BYD, the direct competitor of Musk-owned Tesla, experienced a sharp decline of nearly 6% on the Shenzhen Stock Exchange after the Chinese EV maker announced double-digit price cuts of as much as 35%. Investors, quite evidently, didn't take this news well as excessive discounting raised concerns about heightening competition in the industry.
Meanwhile, BYD was not the only Chinese EV maker to witness subdued investor interest. Shares of other peer EV companies, including Li Auto Inc., Xpeng Inc. and Geely Automobile followed suit and declined on the bourses.
BYD has implemented price cuts on 22 of its models, including both EVs and plug-in hybrids, until next month, as per a report by Bloomberg.

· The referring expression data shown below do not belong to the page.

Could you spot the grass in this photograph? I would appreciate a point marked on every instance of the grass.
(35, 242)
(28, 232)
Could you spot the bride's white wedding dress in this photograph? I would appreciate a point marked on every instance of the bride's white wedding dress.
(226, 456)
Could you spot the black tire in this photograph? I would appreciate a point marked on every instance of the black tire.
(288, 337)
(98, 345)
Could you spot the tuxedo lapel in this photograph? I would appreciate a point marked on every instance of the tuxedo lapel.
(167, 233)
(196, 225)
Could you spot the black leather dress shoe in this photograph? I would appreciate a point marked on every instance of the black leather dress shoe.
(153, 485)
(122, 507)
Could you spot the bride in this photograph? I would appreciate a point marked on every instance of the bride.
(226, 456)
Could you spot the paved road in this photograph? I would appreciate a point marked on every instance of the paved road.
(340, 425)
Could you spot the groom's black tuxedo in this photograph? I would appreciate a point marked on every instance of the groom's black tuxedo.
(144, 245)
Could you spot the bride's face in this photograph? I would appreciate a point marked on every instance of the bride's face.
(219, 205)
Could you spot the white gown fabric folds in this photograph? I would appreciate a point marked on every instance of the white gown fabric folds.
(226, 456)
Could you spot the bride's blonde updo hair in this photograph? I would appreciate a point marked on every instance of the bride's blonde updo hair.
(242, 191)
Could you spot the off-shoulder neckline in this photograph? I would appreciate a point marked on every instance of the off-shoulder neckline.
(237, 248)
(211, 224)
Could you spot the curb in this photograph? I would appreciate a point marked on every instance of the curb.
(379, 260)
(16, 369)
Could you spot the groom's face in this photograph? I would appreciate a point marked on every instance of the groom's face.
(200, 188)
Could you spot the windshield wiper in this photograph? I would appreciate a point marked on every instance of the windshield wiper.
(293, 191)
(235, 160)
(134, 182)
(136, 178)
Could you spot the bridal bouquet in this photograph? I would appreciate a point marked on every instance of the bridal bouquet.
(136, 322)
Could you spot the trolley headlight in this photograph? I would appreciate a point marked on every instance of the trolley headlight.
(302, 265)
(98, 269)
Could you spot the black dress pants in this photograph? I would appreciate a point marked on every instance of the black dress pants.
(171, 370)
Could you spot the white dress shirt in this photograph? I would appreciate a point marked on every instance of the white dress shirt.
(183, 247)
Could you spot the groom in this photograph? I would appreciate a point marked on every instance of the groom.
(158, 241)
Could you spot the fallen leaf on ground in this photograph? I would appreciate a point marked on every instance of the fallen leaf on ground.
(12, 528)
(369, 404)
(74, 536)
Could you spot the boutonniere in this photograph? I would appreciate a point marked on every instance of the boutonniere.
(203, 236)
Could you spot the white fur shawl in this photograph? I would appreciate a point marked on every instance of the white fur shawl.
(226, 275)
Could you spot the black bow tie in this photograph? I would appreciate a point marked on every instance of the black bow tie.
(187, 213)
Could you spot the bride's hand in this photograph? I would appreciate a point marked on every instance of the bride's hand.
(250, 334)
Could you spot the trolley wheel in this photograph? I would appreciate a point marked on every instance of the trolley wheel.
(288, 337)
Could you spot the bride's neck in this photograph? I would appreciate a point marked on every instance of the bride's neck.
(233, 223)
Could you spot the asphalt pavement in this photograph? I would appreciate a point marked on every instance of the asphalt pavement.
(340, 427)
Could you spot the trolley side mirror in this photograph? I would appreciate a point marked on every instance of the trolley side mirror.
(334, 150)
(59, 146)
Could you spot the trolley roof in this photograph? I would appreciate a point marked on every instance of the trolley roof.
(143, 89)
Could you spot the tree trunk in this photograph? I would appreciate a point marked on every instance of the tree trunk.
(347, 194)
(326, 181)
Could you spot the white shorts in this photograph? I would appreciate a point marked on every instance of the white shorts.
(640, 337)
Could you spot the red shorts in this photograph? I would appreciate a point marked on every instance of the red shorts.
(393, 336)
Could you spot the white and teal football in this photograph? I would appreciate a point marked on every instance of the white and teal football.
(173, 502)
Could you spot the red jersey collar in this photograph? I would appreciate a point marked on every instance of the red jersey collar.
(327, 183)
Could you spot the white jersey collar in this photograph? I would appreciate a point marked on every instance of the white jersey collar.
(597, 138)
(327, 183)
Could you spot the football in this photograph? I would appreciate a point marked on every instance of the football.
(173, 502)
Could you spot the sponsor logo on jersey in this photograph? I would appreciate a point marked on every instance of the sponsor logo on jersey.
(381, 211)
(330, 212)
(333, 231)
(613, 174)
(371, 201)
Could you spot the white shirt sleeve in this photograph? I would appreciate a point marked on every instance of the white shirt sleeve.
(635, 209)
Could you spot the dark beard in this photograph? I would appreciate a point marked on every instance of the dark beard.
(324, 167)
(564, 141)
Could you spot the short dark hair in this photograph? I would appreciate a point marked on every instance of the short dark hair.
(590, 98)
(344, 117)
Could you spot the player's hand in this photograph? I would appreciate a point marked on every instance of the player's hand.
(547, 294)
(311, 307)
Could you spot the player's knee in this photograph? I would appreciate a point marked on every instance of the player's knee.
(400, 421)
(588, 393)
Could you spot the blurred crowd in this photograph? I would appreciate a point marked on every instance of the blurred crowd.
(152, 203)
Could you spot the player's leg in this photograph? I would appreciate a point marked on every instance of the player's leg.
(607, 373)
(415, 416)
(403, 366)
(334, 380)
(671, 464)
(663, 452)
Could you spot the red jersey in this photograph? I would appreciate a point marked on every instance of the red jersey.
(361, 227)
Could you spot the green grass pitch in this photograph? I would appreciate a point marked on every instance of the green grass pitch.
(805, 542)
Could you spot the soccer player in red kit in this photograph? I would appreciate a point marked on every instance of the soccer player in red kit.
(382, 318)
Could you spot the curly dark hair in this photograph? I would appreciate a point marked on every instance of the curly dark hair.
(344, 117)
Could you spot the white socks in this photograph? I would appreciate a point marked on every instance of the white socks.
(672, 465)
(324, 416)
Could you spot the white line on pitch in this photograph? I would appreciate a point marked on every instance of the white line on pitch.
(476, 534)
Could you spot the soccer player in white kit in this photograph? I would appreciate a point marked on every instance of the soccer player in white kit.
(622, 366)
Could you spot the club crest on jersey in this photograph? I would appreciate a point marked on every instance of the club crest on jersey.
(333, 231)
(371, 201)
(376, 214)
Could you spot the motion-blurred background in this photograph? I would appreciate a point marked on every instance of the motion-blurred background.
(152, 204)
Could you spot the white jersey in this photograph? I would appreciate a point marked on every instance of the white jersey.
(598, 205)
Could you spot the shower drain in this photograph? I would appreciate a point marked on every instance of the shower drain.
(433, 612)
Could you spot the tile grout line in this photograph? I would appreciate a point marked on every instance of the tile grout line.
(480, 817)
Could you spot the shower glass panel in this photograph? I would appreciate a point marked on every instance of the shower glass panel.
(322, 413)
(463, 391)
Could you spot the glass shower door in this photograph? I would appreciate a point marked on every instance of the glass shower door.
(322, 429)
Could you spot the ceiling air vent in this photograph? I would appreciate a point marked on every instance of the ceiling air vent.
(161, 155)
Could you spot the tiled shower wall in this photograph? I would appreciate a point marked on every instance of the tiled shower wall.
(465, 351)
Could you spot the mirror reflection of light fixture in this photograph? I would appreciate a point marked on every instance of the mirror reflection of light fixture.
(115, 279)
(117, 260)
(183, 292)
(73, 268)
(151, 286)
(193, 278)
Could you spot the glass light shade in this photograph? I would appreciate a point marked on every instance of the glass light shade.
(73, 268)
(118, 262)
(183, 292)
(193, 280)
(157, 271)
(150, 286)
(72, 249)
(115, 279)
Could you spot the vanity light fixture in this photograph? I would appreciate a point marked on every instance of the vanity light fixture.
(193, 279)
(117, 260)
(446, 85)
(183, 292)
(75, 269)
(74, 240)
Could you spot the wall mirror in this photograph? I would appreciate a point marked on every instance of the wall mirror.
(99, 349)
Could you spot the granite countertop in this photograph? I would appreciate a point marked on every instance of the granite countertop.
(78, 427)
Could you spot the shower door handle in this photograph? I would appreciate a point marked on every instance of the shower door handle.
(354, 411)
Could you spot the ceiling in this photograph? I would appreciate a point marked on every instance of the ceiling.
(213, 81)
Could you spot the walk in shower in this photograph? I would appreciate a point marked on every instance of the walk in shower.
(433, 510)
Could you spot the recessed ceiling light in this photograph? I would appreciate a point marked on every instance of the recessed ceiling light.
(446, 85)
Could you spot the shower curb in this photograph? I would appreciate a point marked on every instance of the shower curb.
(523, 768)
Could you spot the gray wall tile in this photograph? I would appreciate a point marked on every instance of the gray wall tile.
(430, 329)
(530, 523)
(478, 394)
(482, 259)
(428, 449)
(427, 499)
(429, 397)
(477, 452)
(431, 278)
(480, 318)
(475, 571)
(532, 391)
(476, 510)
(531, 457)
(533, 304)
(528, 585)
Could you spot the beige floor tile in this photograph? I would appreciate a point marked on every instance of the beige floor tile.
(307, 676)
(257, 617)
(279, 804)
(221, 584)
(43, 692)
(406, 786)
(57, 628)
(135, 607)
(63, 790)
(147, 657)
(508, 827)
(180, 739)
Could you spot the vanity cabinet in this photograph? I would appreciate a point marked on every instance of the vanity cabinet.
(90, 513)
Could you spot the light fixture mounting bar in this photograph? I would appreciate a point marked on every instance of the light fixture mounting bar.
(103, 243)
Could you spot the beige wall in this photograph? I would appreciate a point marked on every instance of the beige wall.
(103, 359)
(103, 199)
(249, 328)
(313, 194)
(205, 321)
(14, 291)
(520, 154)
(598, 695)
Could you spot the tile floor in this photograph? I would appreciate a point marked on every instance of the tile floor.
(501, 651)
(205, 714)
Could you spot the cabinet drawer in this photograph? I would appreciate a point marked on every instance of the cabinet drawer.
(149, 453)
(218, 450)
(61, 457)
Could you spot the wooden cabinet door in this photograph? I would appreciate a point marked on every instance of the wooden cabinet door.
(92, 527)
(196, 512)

Undoubtedly, EV sales have witnessed a sharp upward trajectory, however, growth has remained tepid. While heavy discounting did add to the overall woes of lagging growth, China's broader economic pain made things worse for the EV industry.
Dealership inventories rose to 3.5 million cars last month, equivalent to 57 days of supply. This figure marks the highest level since December 2023, according to recent data from the China Passenger Car Association. Among BYD’s latest price adjustments, the Seagull hatchback's cost was reduced by 20% to 55,800 yuan ($7,780). The most significant cut came for the Seal dual-motor hybrid sedan, which dropped by 34%, or 53,000 yuan, bringing its new price to 102,80.0 yuan.
“While some of these discounts have been in place since April, the official announcement sends a strong signal of how tough the end market is,” Morgan Stanley analysts including Tim Hsiao reportedly said in a note.
The recent price cut announcement by BYD will further intensify the competition in the industry, as peers will in-turn implement similar cuts on their model. This, eventually, will take a toll on the revenue levels of EV makers. Citi Research is already expecting the same to happen. “We anticipate peers to follow BYD’s price cut,” analysts at Citi Research said in a note, as reported by Bloomberg.